Obecnie, przy znacznym zwiększeniu liczby orzekających i powoływanych sędziów, kwestia odpowiedniego doboru kandydatów ma szczególne znaczenie. Niestety, zawarte w przepisach ustaw ustrojowych wymogi nie chronią przed popełnianiem błędów. Wskazuje na to praktyka często skutkująca powoływaniem do zawodu ludzi, dla których niezawisłość jest jedynie uprawnieniem niepociągającym za sobą żadnych obowiązków.

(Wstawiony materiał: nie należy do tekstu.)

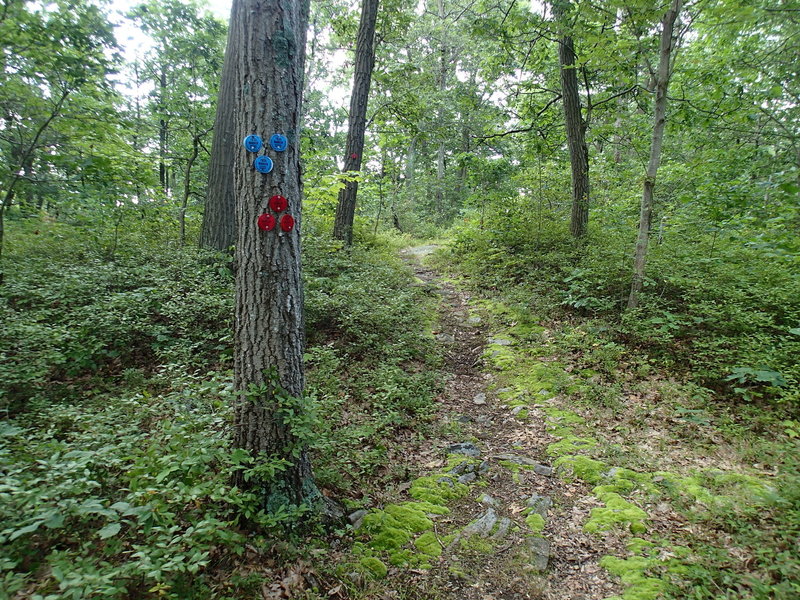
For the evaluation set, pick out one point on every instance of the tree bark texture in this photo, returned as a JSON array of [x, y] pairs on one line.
[[163, 133], [187, 188], [365, 61], [444, 66], [659, 123], [219, 218], [576, 129], [269, 328]]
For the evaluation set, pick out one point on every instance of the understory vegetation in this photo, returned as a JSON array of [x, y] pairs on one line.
[[115, 447]]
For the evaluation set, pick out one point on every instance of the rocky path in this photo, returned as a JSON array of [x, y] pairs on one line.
[[515, 529]]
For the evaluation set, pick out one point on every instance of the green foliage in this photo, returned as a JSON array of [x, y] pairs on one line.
[[120, 496], [65, 319], [727, 315]]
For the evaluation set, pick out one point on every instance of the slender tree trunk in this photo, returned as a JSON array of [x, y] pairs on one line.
[[575, 126], [187, 188], [440, 151], [219, 218], [269, 328], [365, 61], [659, 123], [163, 175]]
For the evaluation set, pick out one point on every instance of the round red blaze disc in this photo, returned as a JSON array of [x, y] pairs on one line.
[[278, 203], [287, 222], [266, 222]]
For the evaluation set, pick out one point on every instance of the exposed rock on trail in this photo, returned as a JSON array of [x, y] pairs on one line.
[[506, 528]]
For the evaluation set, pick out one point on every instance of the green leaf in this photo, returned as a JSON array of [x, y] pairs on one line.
[[109, 530]]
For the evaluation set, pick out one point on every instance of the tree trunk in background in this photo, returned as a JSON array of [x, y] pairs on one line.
[[269, 332], [163, 174], [219, 218], [575, 126], [659, 122], [365, 61]]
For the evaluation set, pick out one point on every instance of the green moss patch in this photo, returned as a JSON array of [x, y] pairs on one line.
[[428, 545], [582, 467], [535, 521], [632, 573], [570, 444], [430, 489], [373, 567]]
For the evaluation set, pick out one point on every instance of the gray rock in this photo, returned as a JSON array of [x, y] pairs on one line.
[[357, 517], [465, 448], [503, 524], [487, 500], [459, 469], [481, 526], [518, 460], [540, 552], [467, 478], [539, 504], [538, 468]]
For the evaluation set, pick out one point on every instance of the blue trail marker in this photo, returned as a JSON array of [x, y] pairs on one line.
[[263, 164], [253, 143], [278, 142]]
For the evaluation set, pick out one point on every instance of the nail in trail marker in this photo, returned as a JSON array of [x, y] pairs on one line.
[[266, 222], [287, 222], [253, 143], [278, 203], [263, 164]]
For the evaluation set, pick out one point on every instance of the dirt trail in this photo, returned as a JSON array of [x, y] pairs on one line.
[[505, 557]]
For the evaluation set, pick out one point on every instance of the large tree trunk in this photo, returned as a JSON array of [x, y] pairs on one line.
[[575, 126], [219, 218], [269, 329], [365, 61], [444, 66], [163, 129], [187, 188], [659, 122]]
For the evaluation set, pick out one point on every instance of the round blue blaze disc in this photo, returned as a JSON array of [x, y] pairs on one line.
[[263, 164], [278, 142], [253, 143]]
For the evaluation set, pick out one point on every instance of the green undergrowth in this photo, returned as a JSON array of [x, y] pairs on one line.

Wnikliwy i rzetelny obraz środowiska sędziowskiego i sądownictwa zawarł w swoim eseju „Rozważania o prawie i sądownictwie” prof. Andrzej Gaberle: „Rozmowy z wieloma sędziami doprowadziły mnie do wniosku, że niezawisłość sędziowska zapewnia im poczucie bezpieczeństwa, z czego wypływa przekonanie o nienaruszalności tego stanu. Zapominają jednak o czymś bardzo ważnym, choć szczególnie w Polsce powinno się o tym pamiętać. Na pomniku ofiar wojny koreańskiej w Waszyngtonie umieszczono napis: Freedom is not free, i nie chodzi tu o jakąś szczególną wolność – żadna nie przychodzi za darmo. A przecież niezawisłość sędziowska jest rodzajem wolności, wolności od nacisków na wydanie wyroku o określonej treści i szykan za orzeczenie nieodpowiadające życzeniom władzy. Aby utrzymać niezawisłość sędziów, konieczne jest utrzymanie niezależności sądów, ponieważ w sądach uzależnionych od władzy wykonawczej niezawisłość sędziego jest co najwyżej aktem łaski z jej strony, który w każdej chwili może zostać uchylony”.